Multi-$\bar{K}$ hypernuclei

TL;DR

This study uses relativistic mean field calculations to explore multi-antikaon hypernuclei, revealing saturation of binding energies and densities, and suggesting kaon condensation is unlikely in stable strange hadronic matter.

Contribution

It provides the first detailed analysis of multi-antikaon hypernuclei, showing their stability and saturation properties, and challenges the likelihood of kaon condensation in such systems.

Findings

Antikaon separation energy saturates at ~200 MeV.

Baryonic densities reach 2-3 times nuclear matter density.
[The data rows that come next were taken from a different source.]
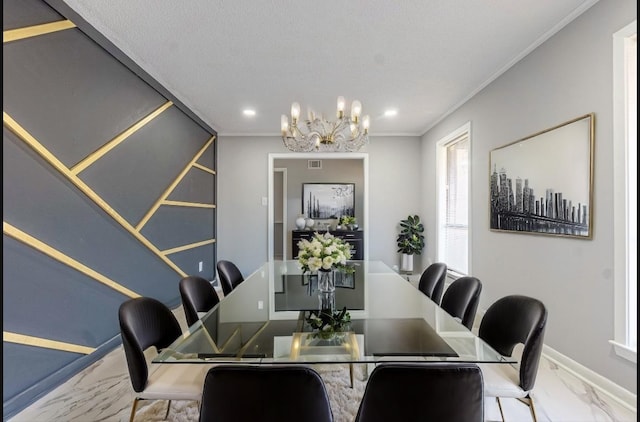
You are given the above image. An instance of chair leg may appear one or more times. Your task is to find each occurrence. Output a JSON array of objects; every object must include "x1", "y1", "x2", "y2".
[
  {"x1": 518, "y1": 395, "x2": 538, "y2": 422},
  {"x1": 163, "y1": 400, "x2": 171, "y2": 421},
  {"x1": 496, "y1": 397, "x2": 504, "y2": 422},
  {"x1": 349, "y1": 363, "x2": 353, "y2": 388},
  {"x1": 129, "y1": 397, "x2": 140, "y2": 422}
]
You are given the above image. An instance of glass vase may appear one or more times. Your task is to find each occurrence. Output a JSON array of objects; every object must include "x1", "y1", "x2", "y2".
[{"x1": 318, "y1": 269, "x2": 336, "y2": 292}]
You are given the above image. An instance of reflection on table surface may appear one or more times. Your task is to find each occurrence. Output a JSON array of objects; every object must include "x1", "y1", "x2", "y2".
[{"x1": 154, "y1": 260, "x2": 515, "y2": 364}]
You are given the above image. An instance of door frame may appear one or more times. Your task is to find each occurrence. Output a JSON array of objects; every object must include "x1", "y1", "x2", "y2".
[{"x1": 267, "y1": 152, "x2": 369, "y2": 261}]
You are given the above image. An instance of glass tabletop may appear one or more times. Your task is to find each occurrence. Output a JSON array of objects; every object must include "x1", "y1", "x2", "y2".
[{"x1": 153, "y1": 260, "x2": 515, "y2": 364}]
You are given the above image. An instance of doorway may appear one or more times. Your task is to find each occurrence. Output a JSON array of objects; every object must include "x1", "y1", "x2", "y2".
[{"x1": 267, "y1": 153, "x2": 369, "y2": 260}]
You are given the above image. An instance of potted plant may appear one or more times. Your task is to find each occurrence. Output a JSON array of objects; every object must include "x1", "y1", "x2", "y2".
[
  {"x1": 396, "y1": 215, "x2": 424, "y2": 272},
  {"x1": 340, "y1": 215, "x2": 358, "y2": 230}
]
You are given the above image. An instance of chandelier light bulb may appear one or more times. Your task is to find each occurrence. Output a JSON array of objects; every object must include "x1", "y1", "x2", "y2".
[
  {"x1": 280, "y1": 96, "x2": 370, "y2": 152},
  {"x1": 337, "y1": 97, "x2": 344, "y2": 119},
  {"x1": 362, "y1": 114, "x2": 369, "y2": 133},
  {"x1": 291, "y1": 103, "x2": 300, "y2": 124},
  {"x1": 351, "y1": 100, "x2": 362, "y2": 123}
]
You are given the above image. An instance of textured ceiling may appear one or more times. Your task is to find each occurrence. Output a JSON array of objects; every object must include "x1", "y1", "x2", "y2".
[{"x1": 60, "y1": 0, "x2": 597, "y2": 136}]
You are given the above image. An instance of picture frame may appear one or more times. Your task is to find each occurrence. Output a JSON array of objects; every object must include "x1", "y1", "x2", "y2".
[
  {"x1": 302, "y1": 183, "x2": 355, "y2": 220},
  {"x1": 333, "y1": 269, "x2": 356, "y2": 289},
  {"x1": 489, "y1": 113, "x2": 595, "y2": 239}
]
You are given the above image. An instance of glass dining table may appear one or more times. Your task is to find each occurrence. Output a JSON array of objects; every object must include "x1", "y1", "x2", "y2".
[{"x1": 153, "y1": 260, "x2": 516, "y2": 365}]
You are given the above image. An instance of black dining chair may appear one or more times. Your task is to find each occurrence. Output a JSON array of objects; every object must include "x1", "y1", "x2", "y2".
[
  {"x1": 118, "y1": 297, "x2": 211, "y2": 421},
  {"x1": 440, "y1": 276, "x2": 482, "y2": 330},
  {"x1": 355, "y1": 362, "x2": 484, "y2": 422},
  {"x1": 216, "y1": 260, "x2": 244, "y2": 296},
  {"x1": 418, "y1": 262, "x2": 447, "y2": 305},
  {"x1": 178, "y1": 275, "x2": 220, "y2": 326},
  {"x1": 478, "y1": 295, "x2": 547, "y2": 421},
  {"x1": 198, "y1": 365, "x2": 333, "y2": 422}
]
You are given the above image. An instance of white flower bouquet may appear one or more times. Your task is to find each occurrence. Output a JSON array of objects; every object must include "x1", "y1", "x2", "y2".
[{"x1": 298, "y1": 232, "x2": 351, "y2": 273}]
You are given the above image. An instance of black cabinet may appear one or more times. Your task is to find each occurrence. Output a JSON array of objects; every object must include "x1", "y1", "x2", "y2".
[{"x1": 291, "y1": 230, "x2": 364, "y2": 260}]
Multi-strange configurations are stable against strong interactions.

Abstract

Relativistic mean field calculations of multi-$\bar{K}$ hypernuclei are performed by adding $K^-$ mesons to particle-stable configurations of nucleons, $\Lambda$ and $\Xi$ hyperons. For a given hypernuclear core, the calculated $\bar{K}$ separation energy $B_{\bar{K}}$ saturates with the number of $\bar{K}$ mesons for more than roughly 10 mesons, with $B_{\bar{K}}$ bounded from above by 200 MeV. The associated baryonic densities saturate at values 2-3 times nuclear-matter density within a small region where the $\bar{K}$-meson densities peak, similarly to what was found for multi-$\bar{K}$ nuclei. The calculations demonstrate that particle-stable multistrange $\{N,\Lambda,\Xi \}$ configurations are stable against strong-interaction conversions $\Lambda \to N \bar{K}$ and $\Xi \to N \bar{K} \bar{K}$, confirming and strengthening the conclusion that kaon condensation is unlikely to occur in strong-interaction self-bound strange hadronic matter.